The Democratic-controlled U.S. House of Representatives will deliver an indictment for former President Donald Trump to the Senate on Monday and reject Republican Senate Minority Leader Mitch McConnell’s request for a delay.
Senate Majority Leader Chuck Schumer, who ousted McConnell as leader of the House after Democrats won two Georgia by-elections this month, announced the move on the Senate floor but did not say when Trump’s second trial would begin.
“The House will submit the constitutional article to the Senate. The Senate will conduct a trial against the persecution of Donald Trump. It will be a full trial. It will be a fair trial,” Schumer said on the Senate floor on Friday.
It came the morning after McConnell asked the House to postpone the charges until next Thursday and agree not to start the trial until mid-February to give Trump more time to prepare a defense against the charge he encouraged to revolt his supporters who stormed the Capitol on January 6.
“This accusation began with an unparalleled rapid and minimal process in the House,” McConnell said on Friday. “The sequel cannot be an inadequate Senate process that denies former President Trump his due process or harms the Senate or the Presidency itself.”

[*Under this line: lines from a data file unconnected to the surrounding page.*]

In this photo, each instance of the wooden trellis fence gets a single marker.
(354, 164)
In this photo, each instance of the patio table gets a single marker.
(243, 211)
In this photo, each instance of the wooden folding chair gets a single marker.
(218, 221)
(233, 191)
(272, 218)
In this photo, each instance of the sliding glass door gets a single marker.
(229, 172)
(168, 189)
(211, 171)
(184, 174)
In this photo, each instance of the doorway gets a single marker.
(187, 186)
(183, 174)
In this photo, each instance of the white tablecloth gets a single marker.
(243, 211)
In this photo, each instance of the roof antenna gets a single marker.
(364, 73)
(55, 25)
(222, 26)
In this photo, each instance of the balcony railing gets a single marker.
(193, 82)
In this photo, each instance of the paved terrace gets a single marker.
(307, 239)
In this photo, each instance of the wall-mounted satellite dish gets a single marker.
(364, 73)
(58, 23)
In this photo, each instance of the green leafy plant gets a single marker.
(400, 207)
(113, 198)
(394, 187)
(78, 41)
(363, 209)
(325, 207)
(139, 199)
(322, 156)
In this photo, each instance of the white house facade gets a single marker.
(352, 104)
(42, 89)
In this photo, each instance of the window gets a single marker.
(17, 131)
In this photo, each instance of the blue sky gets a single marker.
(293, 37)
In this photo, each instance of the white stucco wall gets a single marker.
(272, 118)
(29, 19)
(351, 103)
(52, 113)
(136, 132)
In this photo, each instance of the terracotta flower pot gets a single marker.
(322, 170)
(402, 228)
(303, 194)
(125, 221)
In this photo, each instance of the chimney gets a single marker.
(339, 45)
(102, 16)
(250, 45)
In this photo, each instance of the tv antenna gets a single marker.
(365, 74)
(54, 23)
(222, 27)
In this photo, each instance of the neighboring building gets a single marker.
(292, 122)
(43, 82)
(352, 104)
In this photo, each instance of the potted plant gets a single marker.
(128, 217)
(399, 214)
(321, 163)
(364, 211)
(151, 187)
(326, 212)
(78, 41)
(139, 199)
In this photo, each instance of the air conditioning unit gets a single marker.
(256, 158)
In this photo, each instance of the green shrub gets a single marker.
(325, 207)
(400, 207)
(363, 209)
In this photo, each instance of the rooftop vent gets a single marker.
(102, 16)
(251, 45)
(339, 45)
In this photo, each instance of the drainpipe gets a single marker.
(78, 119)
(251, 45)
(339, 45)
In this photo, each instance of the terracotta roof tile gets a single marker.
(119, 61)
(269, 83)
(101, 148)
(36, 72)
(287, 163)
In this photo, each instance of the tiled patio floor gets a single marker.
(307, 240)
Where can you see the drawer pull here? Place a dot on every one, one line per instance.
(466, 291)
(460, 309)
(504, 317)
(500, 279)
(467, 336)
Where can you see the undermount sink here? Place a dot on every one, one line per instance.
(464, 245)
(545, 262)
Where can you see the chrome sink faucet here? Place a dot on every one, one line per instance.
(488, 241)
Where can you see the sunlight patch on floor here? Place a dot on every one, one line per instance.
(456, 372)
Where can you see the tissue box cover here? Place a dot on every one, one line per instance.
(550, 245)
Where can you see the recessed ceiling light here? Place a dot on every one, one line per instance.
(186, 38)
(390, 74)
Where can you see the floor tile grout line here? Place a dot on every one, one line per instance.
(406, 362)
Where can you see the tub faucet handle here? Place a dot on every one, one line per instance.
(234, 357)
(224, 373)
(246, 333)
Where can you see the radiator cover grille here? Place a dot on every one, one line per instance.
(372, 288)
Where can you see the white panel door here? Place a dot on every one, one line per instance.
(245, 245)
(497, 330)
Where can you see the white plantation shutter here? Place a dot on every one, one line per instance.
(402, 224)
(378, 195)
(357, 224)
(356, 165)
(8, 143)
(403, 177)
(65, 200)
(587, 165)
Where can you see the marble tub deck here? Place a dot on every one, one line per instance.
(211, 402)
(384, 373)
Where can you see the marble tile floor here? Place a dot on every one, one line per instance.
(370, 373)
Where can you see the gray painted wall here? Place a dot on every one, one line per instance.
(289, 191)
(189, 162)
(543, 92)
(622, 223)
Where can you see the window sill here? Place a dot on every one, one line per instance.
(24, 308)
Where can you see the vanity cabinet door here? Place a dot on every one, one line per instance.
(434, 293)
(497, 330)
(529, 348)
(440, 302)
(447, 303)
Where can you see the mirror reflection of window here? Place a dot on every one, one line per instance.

The movements come when Schumer and McConnell are fighting to claim control in a 50-50 chamber where Democrats now have a razor-sharp majority thanks to Vice President Kamala Harris’ vote.
The trial could distract from Democratic President Joe Biden’s efforts to push an ambitious legislative agenda through Congress, including nearly $ 2 trillion in new Covid-19 relief for Americans and American companies, as well as the need to confirm his cabinet candidates.

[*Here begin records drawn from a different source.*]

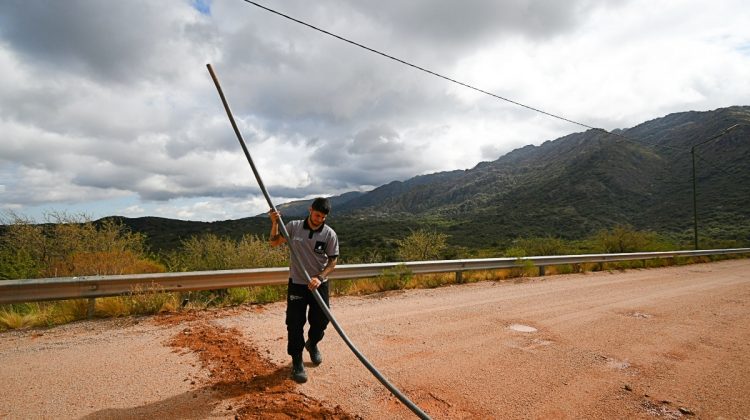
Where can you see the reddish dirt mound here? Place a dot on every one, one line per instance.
(250, 385)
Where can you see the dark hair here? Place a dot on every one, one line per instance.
(322, 205)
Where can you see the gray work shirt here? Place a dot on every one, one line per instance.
(313, 247)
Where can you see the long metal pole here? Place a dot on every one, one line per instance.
(413, 407)
(695, 205)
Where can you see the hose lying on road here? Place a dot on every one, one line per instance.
(413, 407)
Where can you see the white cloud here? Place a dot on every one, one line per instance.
(109, 107)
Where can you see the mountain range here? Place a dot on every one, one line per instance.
(569, 188)
(641, 176)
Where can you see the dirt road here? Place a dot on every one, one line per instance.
(659, 343)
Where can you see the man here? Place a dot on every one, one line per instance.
(317, 248)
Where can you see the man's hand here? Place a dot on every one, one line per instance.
(315, 282)
(275, 216)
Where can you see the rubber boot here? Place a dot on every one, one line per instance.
(298, 369)
(315, 355)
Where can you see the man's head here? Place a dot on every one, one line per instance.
(322, 205)
(319, 209)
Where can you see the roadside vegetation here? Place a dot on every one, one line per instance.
(67, 246)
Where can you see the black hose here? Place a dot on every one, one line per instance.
(413, 407)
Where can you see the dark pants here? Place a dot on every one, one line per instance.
(298, 299)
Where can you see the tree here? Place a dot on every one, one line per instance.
(421, 245)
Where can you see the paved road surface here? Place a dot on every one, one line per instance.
(658, 343)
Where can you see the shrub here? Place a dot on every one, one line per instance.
(395, 278)
(622, 239)
(421, 245)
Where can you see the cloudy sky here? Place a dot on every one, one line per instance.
(106, 107)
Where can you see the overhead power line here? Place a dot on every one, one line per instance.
(422, 68)
(452, 80)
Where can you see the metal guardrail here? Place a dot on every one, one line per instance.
(89, 287)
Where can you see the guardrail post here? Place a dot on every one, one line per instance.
(91, 308)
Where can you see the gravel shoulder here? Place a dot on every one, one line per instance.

Trump last week became the first president in U.S. history to be charged twice, and when the Senate meets for his trial, the first president to be tried after leaving office will be his alleged role in urging his supporters to storm the Capitol. in an attack that left five dead.
Ten House Republicans joined the Democrats on January 13 to accuse him. The support of at least 17 Senate Republicans would be needed to convict him; a separate vote would then be needed to ban him from running again.

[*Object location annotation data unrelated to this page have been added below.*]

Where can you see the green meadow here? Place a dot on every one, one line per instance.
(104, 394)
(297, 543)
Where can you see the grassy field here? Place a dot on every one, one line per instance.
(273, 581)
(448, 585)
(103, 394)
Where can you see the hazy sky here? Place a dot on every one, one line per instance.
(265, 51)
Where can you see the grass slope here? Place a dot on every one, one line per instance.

Such a vote could signal that leading Republicans were anxious to remove Trump as the de facto leader of his party. he has said he can try to run again in 2024.
Trump’s fate may ultimately be due to McConnell, whose position is likely to affect other Republican lawmakers. The Republic of Kentucky said this week that the mob was “fed with lies” and “provoked by the president and other powerful people.”